Washington was gripped with the drama last week as lawmakers grappled with the massive Democrats-only social spending bill that has been linked with the infrastructure bill. Progressives have balked at voting for the infrastructure bill if the other bill shrinks.
Yet even as talk of that shrinkage increased, Sen. Bernie Sanders, I-Vt., a leader of the progressives, said Tuesday, "There's a lot of discussion going on, but I'm confident at the end of the day it's going to be a good agreement."
"This cannot ultimately be a bill that does 18 new things, but it could do four or five or six big bold new things," said Sen. Chris Coons of Delaware, an ally of the president.
Lawmakers are considering cutting back some programs or limiting others to only people who qualify based on need.

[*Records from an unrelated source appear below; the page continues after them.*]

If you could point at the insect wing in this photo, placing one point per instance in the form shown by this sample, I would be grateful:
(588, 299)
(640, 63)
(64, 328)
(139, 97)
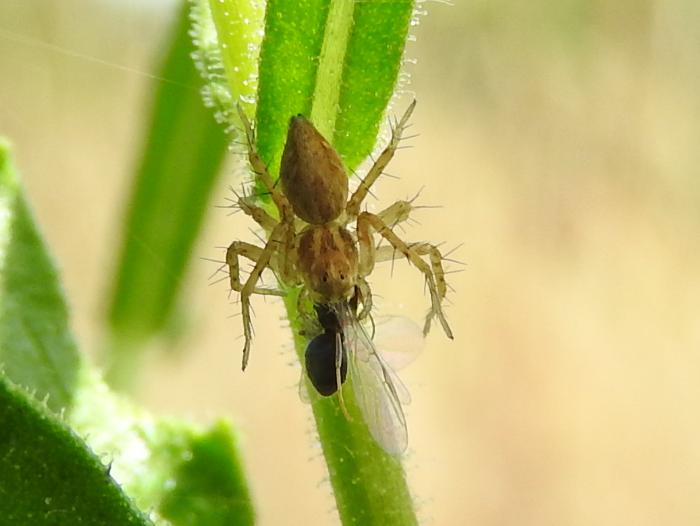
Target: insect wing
(375, 391)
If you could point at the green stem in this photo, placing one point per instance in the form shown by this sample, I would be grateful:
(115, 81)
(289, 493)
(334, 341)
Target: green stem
(330, 69)
(369, 484)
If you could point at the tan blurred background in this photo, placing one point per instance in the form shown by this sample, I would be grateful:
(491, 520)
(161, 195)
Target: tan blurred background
(561, 138)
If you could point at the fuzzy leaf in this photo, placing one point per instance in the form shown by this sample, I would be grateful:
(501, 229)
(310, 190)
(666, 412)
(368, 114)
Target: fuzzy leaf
(37, 350)
(181, 158)
(48, 476)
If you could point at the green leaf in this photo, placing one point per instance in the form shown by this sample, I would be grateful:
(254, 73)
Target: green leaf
(37, 350)
(187, 475)
(48, 476)
(336, 61)
(155, 460)
(181, 158)
(209, 488)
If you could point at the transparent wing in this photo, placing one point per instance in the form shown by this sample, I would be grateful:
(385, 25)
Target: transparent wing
(399, 339)
(377, 390)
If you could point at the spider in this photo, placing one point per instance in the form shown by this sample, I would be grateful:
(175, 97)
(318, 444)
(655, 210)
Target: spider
(311, 244)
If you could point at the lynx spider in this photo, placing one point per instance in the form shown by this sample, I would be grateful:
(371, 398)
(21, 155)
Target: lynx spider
(310, 243)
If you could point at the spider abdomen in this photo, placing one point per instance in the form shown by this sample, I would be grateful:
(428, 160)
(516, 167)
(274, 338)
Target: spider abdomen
(312, 174)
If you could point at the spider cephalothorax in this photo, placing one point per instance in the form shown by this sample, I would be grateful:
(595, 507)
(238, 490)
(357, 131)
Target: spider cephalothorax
(311, 245)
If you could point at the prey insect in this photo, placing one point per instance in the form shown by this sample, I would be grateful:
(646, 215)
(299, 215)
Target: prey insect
(325, 243)
(345, 348)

Biden's team huddled with the Democratic leaders late Monday at the Capitol as they rush to finish the latest draft — in "days, not weeks," Senate Majority Leader Chuck Schumer said.
One senator was moved to compare it all to dancing.
"The best image I know is a square dance: You come together, but then you go apart; you come together, but then you go apart," said Sen. John Hickenlooper of Colorado, describing his fellow Democrats. "There's a rhythm there, we just got to make sure we stay in rhythm. That's the challenge."